Moreover, incorporating Type I/II error rates, Precision–Recall (PR) curves, and class-weighted F1 scores can provide a more comprehensive understanding of the model’s limitations and inform future improvements, even though these measures will not change the conclusion that XGBoost is suboptimal for predicting health-based risks. PR curves reveal performance across thresholds and underscore the challenge of identifying positive cases, while class-weighted F1 scores may slightly enhance reported performance for minority classes (health-based risks).
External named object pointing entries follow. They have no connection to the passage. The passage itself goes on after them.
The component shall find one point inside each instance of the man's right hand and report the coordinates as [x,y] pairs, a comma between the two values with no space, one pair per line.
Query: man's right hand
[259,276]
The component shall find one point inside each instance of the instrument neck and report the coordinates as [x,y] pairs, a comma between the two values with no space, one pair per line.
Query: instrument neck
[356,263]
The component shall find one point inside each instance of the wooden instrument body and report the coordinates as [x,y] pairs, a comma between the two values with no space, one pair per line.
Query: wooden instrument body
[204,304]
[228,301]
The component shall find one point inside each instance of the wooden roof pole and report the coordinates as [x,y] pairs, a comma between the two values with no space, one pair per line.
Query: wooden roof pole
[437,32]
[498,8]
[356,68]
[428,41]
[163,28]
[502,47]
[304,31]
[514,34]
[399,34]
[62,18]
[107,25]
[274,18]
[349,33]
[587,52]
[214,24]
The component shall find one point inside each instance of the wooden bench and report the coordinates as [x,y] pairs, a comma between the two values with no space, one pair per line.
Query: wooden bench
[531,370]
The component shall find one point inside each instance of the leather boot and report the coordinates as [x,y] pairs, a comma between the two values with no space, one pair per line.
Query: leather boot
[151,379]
Community and Regulatory Characteristics Influence Risks More Than PWS Characteristics

In the XGBoost model, the mean SHAP values for PWS characteristic variables are 0.03 and 0.04 (see Table 5), which are notably lower than the values for community characteristic variables (0.09-0.20, see Table 6) and regulatory development variables (0.05-0.12, see Table 7). Similar trends are observed in the Logit and SVM models. Additionally, the Sobol S1 and ST indices for community characteristics (see Appendix 4) are consistently higher than those for PWS and legal development characteristics (see Appendices 3 and 5) across the 3 models, indicating that community factors contribute more to overall output variance than system-level or regulatory variables.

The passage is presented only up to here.